Application — when this hexagram appears
When this hexagram appears: situations involve formation of large gatherings or collective bodies. The practitioner should engage with appropriate seriousness.
The practitioner should: (1) ensure the gathering has legitimate basis; (2) honor proper ritual and ceremony; (3) consult appropriate authority; (4) prepare for unforeseen challenges; (5) engage major undertakings the gathering supports.
The six lines (changing-line commentary)
Line 1 (bottom)
If you are sincere, but not to the end, there will be sometimes confusion, sometimes gathering. If you call out, then after one grasp of the hand, you can laugh again. Regret not. Going is without blame. Inconstant sincerity produces alternating confusion and gathering. Active calling out (engagement) produces resolution; one handshake's worth of effort produces renewed laughter. Don't regret; engage actively.
Line 2
Letting oneself be drawn brings good fortune and remains without blame. If one is sincere, it furthers one to bring even a small offering. Allow oneself to be drawn into the gathering; sincerity makes even small offering count. Good fortune from active engagement.
Line 3
Gathering together amid sighs. Nothing that would further. Going is without blame. Slight humiliation. Difficult gathering — sighs and humiliation. But going (engaging) is without blame. The line acknowledges that some gatherings are uncomfortable; engage anyway.
Line 4
Great good fortune. No blame. The strongest line: great good fortune at the position of leadership within the gathering. No blame from this beneficent position.
Line 5
If in gathering together one has position, this brings no blame. If there are some who are not yet sincerely in the work, sublime and enduring perseverance is needed. Then remorse disappears. Position within the gathering is appropriate; some members may not yet be fully sincere; sustained perseverance with the work produces eventual full coherence.
Line 6 (top)
Lamenting and sighing, floods of tears. No blame. Deep emotion within the gathering. Lamenting, sighing, tears flow. No blame from the genuine feeling. Sometimes substantial gatherings involve substantial emotion; allow it.
Timing
Periods of community formation; large gatherings; major collective undertakings. Festival seasons. Times of organizational founding or restructuring.
FAQ
Should I join this gathering/community?
If Cui appears favorably (good fortune, no blame in your line), yes — the gathering has legitimate basis and major undertakings are supported. Examine whether the gathering meets the hexagram's conditions: legitimate ritual basis, proper authority, sincere participation. If yes, engage fully.
Why renew weapons?
The Image's surprising instruction. Large gatherings produce both opportunity and risk; unforeseen challenges arise from large group dynamics. The wise leader prepares — not for offensive use but for response to what gathering's complexity can produce. Modern reading: prepare for the unexpected challenges of organizational complexity.
What about the tears in line 6?
Substantial gatherings often involve substantial emotion. Births and deaths, founding moments, major transitions — the gathering can produce deep feeling. The line counsels allowing this rather than suppressing it; no blame from the genuine emotion.

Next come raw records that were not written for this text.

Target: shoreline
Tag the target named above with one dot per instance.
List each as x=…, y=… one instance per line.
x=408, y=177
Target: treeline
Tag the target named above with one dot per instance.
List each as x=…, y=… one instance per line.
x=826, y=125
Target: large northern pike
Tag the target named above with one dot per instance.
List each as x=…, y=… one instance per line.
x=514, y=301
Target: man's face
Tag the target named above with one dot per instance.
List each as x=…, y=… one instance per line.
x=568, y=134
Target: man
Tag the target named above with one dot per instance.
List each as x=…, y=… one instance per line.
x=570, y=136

How is this different from Bi (8)?
Bi (8) is the formation of union around legitimate center; Cui (45) is the larger massing or gathering. Bi is more intimate; Cui is more public. Bi addresses the formation of community; Cui addresses the formation of large collective body. Different scales of similar territory.
Should I bring an offering?
The Judgment specifies that great offerings create good fortune; line 2 says even a small offering counts when sincere. Bring what you can with sincerity. The offering is part of how legitimate gatherings sustain themselves; participation includes contribution.
Astrological correspondence
Elements
metal, earth
Lake (Dui) above Earth (Kun) — the trigram pair carries Chinese five-phase (wuxing) elemental correspondences that anchor the hexagram in elemental cycles.